Com esse quadro configurado, a professora da FURG aponta então a necessidade da segunda “revolução”: a permanência desses estudantes nos cursos. O desafio é grande. Leticia indica alguns caminhos, como a garantia de bolsas de estudo, assistência estudantil e a possibilidade de que esses alunos mantenham contato com as famílias nas aldeias ou comunidades. “Para uma mãe indígena na universidade, por exemplo, é muito difícil ficar longe dos filhos”, considera.

A integração nos cursos é outro aspecto a ser considerado para diminuir a evasão dos alunos indígenas.
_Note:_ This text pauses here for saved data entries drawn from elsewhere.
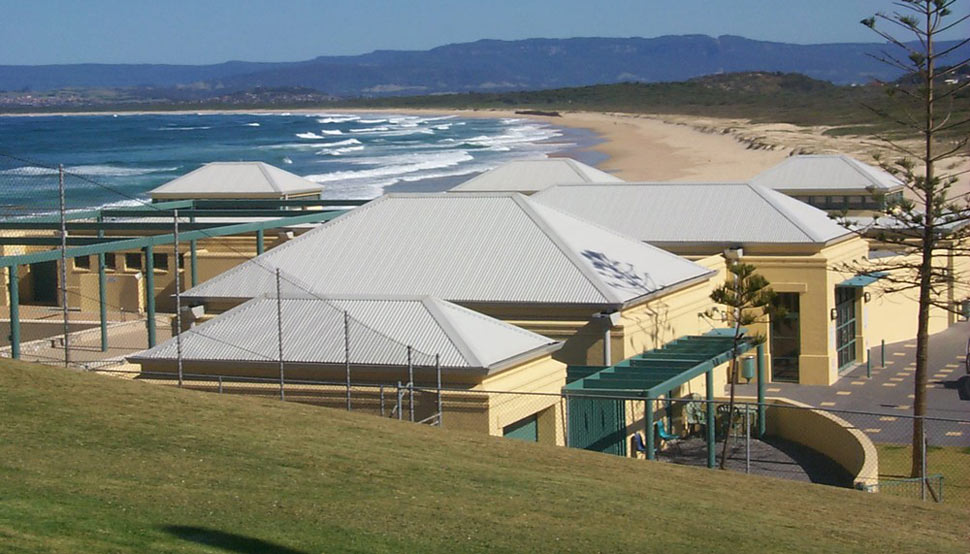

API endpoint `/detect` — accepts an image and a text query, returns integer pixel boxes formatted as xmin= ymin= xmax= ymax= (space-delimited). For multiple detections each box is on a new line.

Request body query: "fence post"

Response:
xmin=756 ymin=342 xmax=766 ymax=438
xmin=397 ymin=381 xmax=403 ymax=421
xmin=920 ymin=416 xmax=926 ymax=501
xmin=344 ymin=311 xmax=351 ymax=411
xmin=145 ymin=244 xmax=156 ymax=348
xmin=645 ymin=398 xmax=655 ymax=460
xmin=275 ymin=269 xmax=284 ymax=401
xmin=7 ymin=265 xmax=20 ymax=359
xmin=407 ymin=346 xmax=414 ymax=423
xmin=380 ymin=385 xmax=385 ymax=418
xmin=174 ymin=209 xmax=184 ymax=387
xmin=436 ymin=353 xmax=442 ymax=427
xmin=218 ymin=375 xmax=223 ymax=394
xmin=58 ymin=164 xmax=70 ymax=367
xmin=705 ymin=369 xmax=715 ymax=469
xmin=97 ymin=250 xmax=108 ymax=352
xmin=744 ymin=405 xmax=750 ymax=474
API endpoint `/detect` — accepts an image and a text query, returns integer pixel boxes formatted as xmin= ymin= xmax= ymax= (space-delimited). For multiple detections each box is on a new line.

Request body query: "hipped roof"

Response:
xmin=149 ymin=161 xmax=323 ymax=199
xmin=183 ymin=192 xmax=712 ymax=307
xmin=129 ymin=294 xmax=561 ymax=373
xmin=448 ymin=158 xmax=623 ymax=194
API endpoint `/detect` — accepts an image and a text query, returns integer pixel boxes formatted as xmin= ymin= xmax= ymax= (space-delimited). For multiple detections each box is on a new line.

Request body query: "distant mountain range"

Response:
xmin=2 ymin=35 xmax=968 ymax=97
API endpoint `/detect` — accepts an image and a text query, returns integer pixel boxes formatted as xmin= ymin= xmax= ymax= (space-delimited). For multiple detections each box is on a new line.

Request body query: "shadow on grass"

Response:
xmin=162 ymin=526 xmax=307 ymax=554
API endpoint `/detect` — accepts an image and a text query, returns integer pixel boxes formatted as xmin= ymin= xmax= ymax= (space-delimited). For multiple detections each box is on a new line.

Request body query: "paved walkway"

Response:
xmin=736 ymin=321 xmax=970 ymax=446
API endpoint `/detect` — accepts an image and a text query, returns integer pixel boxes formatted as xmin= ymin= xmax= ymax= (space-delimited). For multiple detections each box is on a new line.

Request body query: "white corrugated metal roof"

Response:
xmin=750 ymin=155 xmax=904 ymax=193
xmin=183 ymin=193 xmax=712 ymax=306
xmin=449 ymin=158 xmax=623 ymax=193
xmin=532 ymin=182 xmax=853 ymax=245
xmin=128 ymin=294 xmax=559 ymax=372
xmin=149 ymin=162 xmax=324 ymax=199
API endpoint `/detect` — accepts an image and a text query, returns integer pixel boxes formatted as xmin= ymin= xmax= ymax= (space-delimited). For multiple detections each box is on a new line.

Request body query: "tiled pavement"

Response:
xmin=736 ymin=321 xmax=970 ymax=446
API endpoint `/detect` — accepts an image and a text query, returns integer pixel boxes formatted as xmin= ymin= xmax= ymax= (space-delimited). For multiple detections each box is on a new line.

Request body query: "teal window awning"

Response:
xmin=838 ymin=271 xmax=888 ymax=288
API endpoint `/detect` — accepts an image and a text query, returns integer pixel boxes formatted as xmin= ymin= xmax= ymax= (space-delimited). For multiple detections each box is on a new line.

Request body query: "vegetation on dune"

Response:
xmin=0 ymin=359 xmax=967 ymax=553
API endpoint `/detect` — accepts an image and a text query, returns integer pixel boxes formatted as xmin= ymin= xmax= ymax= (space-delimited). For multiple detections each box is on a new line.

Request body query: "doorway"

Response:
xmin=771 ymin=293 xmax=800 ymax=382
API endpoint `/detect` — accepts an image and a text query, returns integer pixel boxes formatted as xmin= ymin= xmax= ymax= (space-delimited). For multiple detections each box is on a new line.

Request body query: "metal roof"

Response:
xmin=149 ymin=162 xmax=324 ymax=199
xmin=129 ymin=294 xmax=561 ymax=372
xmin=750 ymin=155 xmax=904 ymax=193
xmin=532 ymin=182 xmax=853 ymax=246
xmin=448 ymin=158 xmax=623 ymax=194
xmin=183 ymin=192 xmax=713 ymax=307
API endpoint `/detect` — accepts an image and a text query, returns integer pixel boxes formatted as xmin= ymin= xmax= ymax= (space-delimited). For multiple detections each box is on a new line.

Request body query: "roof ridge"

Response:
xmin=745 ymin=183 xmax=826 ymax=242
xmin=842 ymin=155 xmax=890 ymax=188
xmin=256 ymin=162 xmax=283 ymax=194
xmin=512 ymin=195 xmax=621 ymax=304
xmin=420 ymin=297 xmax=484 ymax=368
xmin=562 ymin=158 xmax=593 ymax=183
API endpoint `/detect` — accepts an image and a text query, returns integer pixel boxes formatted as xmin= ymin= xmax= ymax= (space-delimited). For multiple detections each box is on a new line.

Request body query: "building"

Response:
xmin=148 ymin=161 xmax=324 ymax=201
xmin=750 ymin=154 xmax=904 ymax=214
xmin=182 ymin=192 xmax=726 ymax=375
xmin=447 ymin=158 xmax=622 ymax=195
xmin=128 ymin=293 xmax=567 ymax=442
xmin=532 ymin=182 xmax=956 ymax=385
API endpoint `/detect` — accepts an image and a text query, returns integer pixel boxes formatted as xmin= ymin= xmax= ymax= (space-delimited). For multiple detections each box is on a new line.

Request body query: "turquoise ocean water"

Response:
xmin=0 ymin=112 xmax=599 ymax=215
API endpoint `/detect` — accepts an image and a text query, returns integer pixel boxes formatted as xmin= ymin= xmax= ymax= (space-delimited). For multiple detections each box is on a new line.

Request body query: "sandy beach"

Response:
xmin=6 ymin=106 xmax=966 ymax=192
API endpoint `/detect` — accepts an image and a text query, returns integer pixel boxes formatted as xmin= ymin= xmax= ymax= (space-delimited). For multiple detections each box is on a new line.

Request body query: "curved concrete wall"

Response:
xmin=763 ymin=398 xmax=879 ymax=490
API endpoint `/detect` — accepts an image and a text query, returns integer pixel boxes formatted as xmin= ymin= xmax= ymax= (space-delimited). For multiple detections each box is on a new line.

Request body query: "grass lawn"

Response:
xmin=0 ymin=359 xmax=967 ymax=553
xmin=876 ymin=444 xmax=970 ymax=505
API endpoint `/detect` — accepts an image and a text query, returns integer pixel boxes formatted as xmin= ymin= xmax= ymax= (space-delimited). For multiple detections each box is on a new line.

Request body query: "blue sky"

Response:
xmin=1 ymin=0 xmax=964 ymax=65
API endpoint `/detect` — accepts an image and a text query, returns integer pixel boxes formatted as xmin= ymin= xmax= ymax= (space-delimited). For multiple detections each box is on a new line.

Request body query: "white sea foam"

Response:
xmin=317 ymin=115 xmax=360 ymax=124
xmin=154 ymin=126 xmax=212 ymax=131
xmin=245 ymin=122 xmax=261 ymax=127
xmin=349 ymin=126 xmax=391 ymax=133
xmin=320 ymin=129 xmax=343 ymax=135
xmin=326 ymin=138 xmax=363 ymax=147
xmin=296 ymin=132 xmax=325 ymax=139
xmin=304 ymin=150 xmax=473 ymax=183
xmin=0 ymin=165 xmax=179 ymax=177
xmin=358 ymin=118 xmax=387 ymax=124
xmin=317 ymin=145 xmax=366 ymax=156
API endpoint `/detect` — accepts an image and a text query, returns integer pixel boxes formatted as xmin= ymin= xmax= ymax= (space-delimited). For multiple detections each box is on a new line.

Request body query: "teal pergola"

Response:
xmin=564 ymin=330 xmax=765 ymax=468
xmin=1 ymin=198 xmax=365 ymax=358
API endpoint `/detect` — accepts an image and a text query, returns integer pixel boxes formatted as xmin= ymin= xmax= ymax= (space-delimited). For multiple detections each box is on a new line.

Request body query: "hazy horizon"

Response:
xmin=3 ymin=0 xmax=963 ymax=66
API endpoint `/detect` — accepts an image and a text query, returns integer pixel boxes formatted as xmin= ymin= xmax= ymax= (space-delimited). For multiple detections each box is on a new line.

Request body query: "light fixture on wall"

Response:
xmin=830 ymin=308 xmax=838 ymax=321
xmin=863 ymin=291 xmax=872 ymax=303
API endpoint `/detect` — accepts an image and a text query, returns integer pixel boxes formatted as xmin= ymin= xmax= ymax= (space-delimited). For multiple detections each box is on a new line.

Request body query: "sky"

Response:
xmin=1 ymin=0 xmax=966 ymax=65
O ambiente ainda é marcado por muito racismo, preconceito e discriminação, tanto por parte dos colegas, como dos gestores e professores. “A universidade brasileira, até por seguir um modelo ocidental e eurocêntrico, é pouco preparada para absorver essas experiências que a vivência intercultural provoca”, analisa.

Trazendo a avaliação para a área da linguística, Leticia ressalta que, muitas vezes, os estudantes indígenas têm o português como segunda língua, o que deveria levar a universidade a ter política linguística e acompanhamento pedagógico que compreenda que esse português dos indígenas é diferente. A professora da FURG enfatiza que até mesmo a linguagem escrita deve ser ponderada, pois é sabido que, entre os povos indígenas, predomina a oralidade.

“A historicidade desses estudantes com a escrita é diferente da nossa, que vivemos no meio urbano. Há uma séria de questões que precisam ser contempladas para que a política de ações afirmativas tenha sucesso. Esse é o segundo momento para o qual temos que nos preocupar agora”, afirma a professora do Instituto de Letras e Artes da FURG, pensando um Brasil com mais Brunos e Darcis, e com o homem branco se libertando dos erros ainda cometidos.